Robinsons’ shops in areas hit by the typhoon are operating, except for its supermarket and department store in Tacloban, Sebastian said today. The shut stores “won’t affect the company that much,” he said.
Consumer companies may get a boost from purchases tied to relief efforts, said Jonathan Ravelas, the chief market strategist at Manila-based BDO Unibank Inc., the largest listed Philippine lender.
The Philippine gauge had climbed 9.3 percent this year through Nov. 8, versus a 5.7 percent drop in the MSCI Emerging Markets Index. Foreign investors have bought a net $888 million of Philippine shares since the start of 2013 through Nov. 8, the fifth-straight year of inflows, as economic growth lifted corporate profits to all-time highs and the nation won investment-grade status from ratings companies.
Private consumption accounts for about 70 percent of the Philippine economy, which joined China as the fastest-growing country in Asia in the second quarter.
Philippine gross domestic product, which increased 7.5 percent in the three months to June, will probably expand 7 percent during the whole of 2013 and 6 percent next year, among the five-fastest projected growth rates of 65 economies tracked by Bloomberg worldwide.
Disposable incomes in the Philippines may rise at a 5.4 percent compound annual rate from 2012 through 2017, versus 4.8 percent from 2008 to 2012, Robinsons said in its IPO prospectus, citing the Economist Intelligence Unit. Sales at store-based retailers are forecast to grow at a 7.7 percent rate, up from 3.9 percent.
Robinsons, the nation’s biggest IPO in dollar terms, plans to spend more than 80 percent of the share-sale proceeds to expand its store network. Half of the spending will go toward building new supermarkets, Chief Financial Officer Diosdado Zapata said at an investor briefing in Manila on Oct. 14.

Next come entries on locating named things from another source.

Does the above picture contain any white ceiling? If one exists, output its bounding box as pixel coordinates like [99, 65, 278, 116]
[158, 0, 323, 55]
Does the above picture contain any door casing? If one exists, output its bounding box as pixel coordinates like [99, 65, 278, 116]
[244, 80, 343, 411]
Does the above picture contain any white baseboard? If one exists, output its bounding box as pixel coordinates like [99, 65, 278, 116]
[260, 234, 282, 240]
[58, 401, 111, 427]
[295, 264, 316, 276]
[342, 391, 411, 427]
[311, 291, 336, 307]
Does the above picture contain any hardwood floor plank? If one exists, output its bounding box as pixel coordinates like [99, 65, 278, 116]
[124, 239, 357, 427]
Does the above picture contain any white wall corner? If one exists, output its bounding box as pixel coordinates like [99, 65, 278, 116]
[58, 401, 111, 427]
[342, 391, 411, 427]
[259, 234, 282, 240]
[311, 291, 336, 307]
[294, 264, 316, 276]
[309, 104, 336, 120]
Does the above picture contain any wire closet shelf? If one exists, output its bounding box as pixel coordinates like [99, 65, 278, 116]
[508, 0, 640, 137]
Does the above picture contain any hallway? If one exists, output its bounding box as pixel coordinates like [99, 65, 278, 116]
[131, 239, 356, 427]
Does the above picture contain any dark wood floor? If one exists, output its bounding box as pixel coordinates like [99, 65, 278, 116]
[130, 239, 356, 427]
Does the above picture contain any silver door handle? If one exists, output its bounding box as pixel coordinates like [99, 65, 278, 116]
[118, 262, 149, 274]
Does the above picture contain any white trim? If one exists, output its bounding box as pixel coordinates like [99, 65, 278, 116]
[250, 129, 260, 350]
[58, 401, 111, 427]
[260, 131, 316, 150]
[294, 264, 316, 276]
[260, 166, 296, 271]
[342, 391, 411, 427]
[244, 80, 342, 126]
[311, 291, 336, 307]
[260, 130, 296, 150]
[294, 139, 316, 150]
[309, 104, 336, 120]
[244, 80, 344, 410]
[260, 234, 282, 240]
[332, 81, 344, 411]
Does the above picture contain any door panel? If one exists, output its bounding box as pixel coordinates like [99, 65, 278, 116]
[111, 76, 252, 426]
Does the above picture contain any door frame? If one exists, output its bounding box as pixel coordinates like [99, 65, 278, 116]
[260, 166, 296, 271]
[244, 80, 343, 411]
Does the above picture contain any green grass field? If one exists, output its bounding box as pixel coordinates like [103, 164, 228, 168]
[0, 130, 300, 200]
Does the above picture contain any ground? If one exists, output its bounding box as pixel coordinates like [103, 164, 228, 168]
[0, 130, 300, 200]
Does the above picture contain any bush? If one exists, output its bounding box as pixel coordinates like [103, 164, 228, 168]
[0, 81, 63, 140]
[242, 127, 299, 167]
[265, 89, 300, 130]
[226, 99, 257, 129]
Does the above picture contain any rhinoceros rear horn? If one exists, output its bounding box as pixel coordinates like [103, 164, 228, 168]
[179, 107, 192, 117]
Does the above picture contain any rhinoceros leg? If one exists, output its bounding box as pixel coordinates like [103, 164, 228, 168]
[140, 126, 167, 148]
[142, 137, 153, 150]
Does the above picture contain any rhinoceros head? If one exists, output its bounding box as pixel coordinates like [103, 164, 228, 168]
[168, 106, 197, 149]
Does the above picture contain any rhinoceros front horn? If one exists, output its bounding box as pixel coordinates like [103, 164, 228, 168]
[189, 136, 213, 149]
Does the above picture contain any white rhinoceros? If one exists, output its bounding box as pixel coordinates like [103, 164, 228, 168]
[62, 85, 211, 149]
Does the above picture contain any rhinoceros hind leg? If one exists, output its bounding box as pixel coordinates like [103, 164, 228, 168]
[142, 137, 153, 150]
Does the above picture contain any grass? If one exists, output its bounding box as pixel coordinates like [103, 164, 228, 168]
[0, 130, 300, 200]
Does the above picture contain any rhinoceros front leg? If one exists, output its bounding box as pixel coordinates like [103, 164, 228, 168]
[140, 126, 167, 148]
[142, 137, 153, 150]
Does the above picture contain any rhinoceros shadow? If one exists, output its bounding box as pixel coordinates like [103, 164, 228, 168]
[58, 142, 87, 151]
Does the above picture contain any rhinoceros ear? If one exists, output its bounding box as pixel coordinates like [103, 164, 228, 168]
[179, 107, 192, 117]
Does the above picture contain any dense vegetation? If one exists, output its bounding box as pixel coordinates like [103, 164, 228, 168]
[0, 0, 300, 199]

The company, controlled by Philippine billionaire John Gokongwei, plans to operate 1,400 shops by the end of next year as it expands beyond Manila, Zapata said. Robinsons had 940 stores, from DIY shops to drugstores, at the end of June, according to its IPO prospectus.
“I like the offer,” said Rico Gomez, head of the trust trading division at Manila-based Rizal Commercial Banking Corp. “There’s expectations among investors the stock will rally.”
Puregold, which operates supermarkets and hypermarkets, has advanced 36 percent in Manila this year. The stock gained 260 percent since it began trading in October 2011, four times more than the PSE index. Puregold had 192 stores at the end of June, up from less than 80 when it raised about $194 million from its IPO.
Robinsons is unlikely to repeat the two-year returns of its rival, said Metrobank’s Yu. The company may have less room for expansion than Puregold, while the prospect of reduced monetary stimulus in the U.S. is curbing investor demand for emerging-market equities, he said.
The Philippine stock gauge lost 15 percent since May 22, when Fed Chairman Ben S. Bernanke signaled the central bank’s bond-buying program could be trimmed if the U.S. economy showed a sustained recovery.
Robinsons’ sales of durable consumer goods, including electronics and apparel, make it more attractive than Puregold for some investors, said Jomar Lacson, an analyst at Campos Lanuza & Co. in Manila. About 38 percent of Robinsons sales are tied to discretionary consumer spending, according to Sebastian.
“Those who want to bet on the growth and changing spending pattern caused by rising income will add Robinsons to their holdings,” Lacson said. “Puregold doesn’t give a full Philippine retail experience. It’s not exposed to spending on consumer durables.”
Discretionary purchases may double to 30 percent of household spending from 15 percent in as little as five years if the economy sustains growth near current levels, according to Alex Pomento, a strategist at Macquarie Group Ltd. in Manila.
“With the expected shift in consumer spending patterns, this segment becomes attractive,” Pomento said. “At the end of the day, Robinsons is a good proxy to consumption. With a discounted valuation to Puregold, the stock’s bias should be upwards.”